The package cleared the Senate 85-5 and the House 358-32, giving it unusually broad support before reaching Trump. A veto could be overridden with two-thirds support in both chambers, according to reporting cited in the source material, but the immediate decision still sits with the White House.
Trump’s leverage point is not crypto — it is the SAVE America Act
Trump has not committed to signing the housing bill. Reuters, as cited by crypto.news, reported that he called it “a big yawn” and urged Republicans to prioritize the SAVE America Act, a voting measure that would require proof of U.S. citizenship for voter registration.
He also canceled a planned signing ceremony and questioned elements of the housing package because Democrats supported it, according to the same reporting. That is the political risk for digital-asset firms: a CBDC ban with bipartisan votes is now exposed to a negotiation that is not about crypto market structure at all.
Under the U.S. Constitution, the president has 10 days, excluding Sundays, to sign or return a bill after presentment. If Congress remains in session and no action is taken, the bill becomes law as if signed. That creates a short, procedural window rather than an open-ended policy debate.
For risk managers, the practical read is simple: do not treat the CBDC ban as settled law until the deadline resolves. There was no immediate market reaction reported after the bill was transmitted to the White House, which suggests traders are not yet pricing this as a liquidity event. Legal teams should be more attentive than spot desks.

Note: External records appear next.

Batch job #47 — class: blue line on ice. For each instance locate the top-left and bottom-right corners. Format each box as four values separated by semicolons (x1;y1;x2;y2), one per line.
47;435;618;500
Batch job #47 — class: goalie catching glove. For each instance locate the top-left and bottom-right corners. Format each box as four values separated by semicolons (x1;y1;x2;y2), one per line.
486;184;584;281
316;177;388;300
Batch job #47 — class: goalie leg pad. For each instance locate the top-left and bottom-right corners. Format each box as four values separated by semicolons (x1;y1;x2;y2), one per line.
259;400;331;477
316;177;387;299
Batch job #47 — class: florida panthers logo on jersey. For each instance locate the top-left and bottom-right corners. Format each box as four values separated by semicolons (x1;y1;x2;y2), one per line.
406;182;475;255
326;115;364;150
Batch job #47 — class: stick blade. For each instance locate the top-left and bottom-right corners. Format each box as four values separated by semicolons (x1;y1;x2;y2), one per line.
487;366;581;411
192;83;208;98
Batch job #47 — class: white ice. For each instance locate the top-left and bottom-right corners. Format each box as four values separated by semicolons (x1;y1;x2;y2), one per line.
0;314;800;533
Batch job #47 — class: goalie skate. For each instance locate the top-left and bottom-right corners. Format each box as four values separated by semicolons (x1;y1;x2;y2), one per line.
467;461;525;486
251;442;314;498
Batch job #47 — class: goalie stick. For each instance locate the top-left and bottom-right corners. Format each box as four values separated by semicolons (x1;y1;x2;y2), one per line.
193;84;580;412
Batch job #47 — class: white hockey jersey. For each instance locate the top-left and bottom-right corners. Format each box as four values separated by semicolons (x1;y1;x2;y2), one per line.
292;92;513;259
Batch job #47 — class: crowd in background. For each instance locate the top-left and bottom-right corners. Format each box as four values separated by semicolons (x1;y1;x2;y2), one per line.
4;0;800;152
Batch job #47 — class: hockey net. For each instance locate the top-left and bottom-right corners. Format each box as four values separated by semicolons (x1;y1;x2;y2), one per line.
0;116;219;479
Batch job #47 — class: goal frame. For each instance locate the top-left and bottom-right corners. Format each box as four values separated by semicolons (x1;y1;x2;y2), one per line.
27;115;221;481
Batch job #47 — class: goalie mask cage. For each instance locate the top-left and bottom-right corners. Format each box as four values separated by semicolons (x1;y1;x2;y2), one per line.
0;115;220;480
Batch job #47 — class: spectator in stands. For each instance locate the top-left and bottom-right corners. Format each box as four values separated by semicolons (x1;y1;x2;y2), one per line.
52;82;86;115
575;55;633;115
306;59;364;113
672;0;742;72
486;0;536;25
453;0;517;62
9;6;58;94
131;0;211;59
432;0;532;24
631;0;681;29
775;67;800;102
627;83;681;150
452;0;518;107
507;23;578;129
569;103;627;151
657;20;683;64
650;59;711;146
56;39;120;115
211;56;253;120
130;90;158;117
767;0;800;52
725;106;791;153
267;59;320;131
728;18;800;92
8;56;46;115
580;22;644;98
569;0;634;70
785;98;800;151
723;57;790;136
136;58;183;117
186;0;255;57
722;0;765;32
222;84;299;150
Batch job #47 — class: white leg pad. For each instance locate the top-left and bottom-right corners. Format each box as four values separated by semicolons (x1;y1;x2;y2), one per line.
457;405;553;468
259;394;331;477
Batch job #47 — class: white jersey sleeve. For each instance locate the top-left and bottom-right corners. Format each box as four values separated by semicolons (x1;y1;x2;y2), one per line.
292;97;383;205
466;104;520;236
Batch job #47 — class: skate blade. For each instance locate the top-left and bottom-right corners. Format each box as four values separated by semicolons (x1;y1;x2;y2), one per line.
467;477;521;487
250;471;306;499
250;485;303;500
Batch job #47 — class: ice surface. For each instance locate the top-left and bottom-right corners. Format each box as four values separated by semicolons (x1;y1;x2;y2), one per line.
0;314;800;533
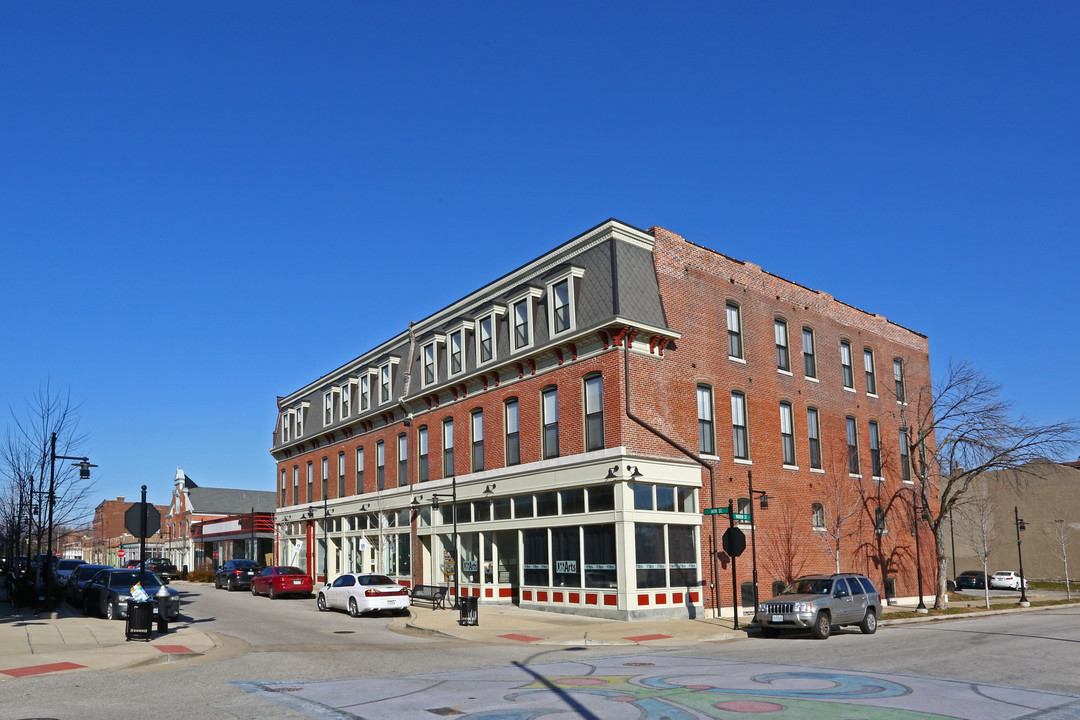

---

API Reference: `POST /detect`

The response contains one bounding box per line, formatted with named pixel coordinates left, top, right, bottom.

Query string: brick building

The bigger bottleneck is Senate time for crypto market structure
The CBDC clause is moving alongside the wider digital-asset policy fight. The CLARITY Act remains central to U.S. crypto market-structure negotiations: crypto.news reports it has cleared the House, passed the Senate Banking Committee, and reached the Senate calendar, but still needs floor action.
The calendar is the constraint. The Senate is expected to return on July 13, leaving limited floor time before the August break. That matters because the CLARITY Act also includes anti-CBDC language that would bar the Fed from issuing a retail digital dollar without clear approval from Congress.
So institutions should track two legal channels at once. The housing bill offers a near-term CBDC prohibition through 2030 if it becomes law; CLARITY would address the broader capital-markets framework and the Fed’s retail digital-dollar authority. One is inside a housing vehicle with a presidential deadline. The other is a market-structure bill waiting on Senate bandwidth.
The macro implication is not “CBDC dead” or “crypto wins.” It is more precise: Washington is hardening the legal gate around Fed-issued digital money while still failing to finalize the rulebook for private digital assets. That asymmetry favors compliance-heavy incumbents that can wait out legislative sequencing — and punishes capital that assumed U.S. crypto policy would arrive as one clean package.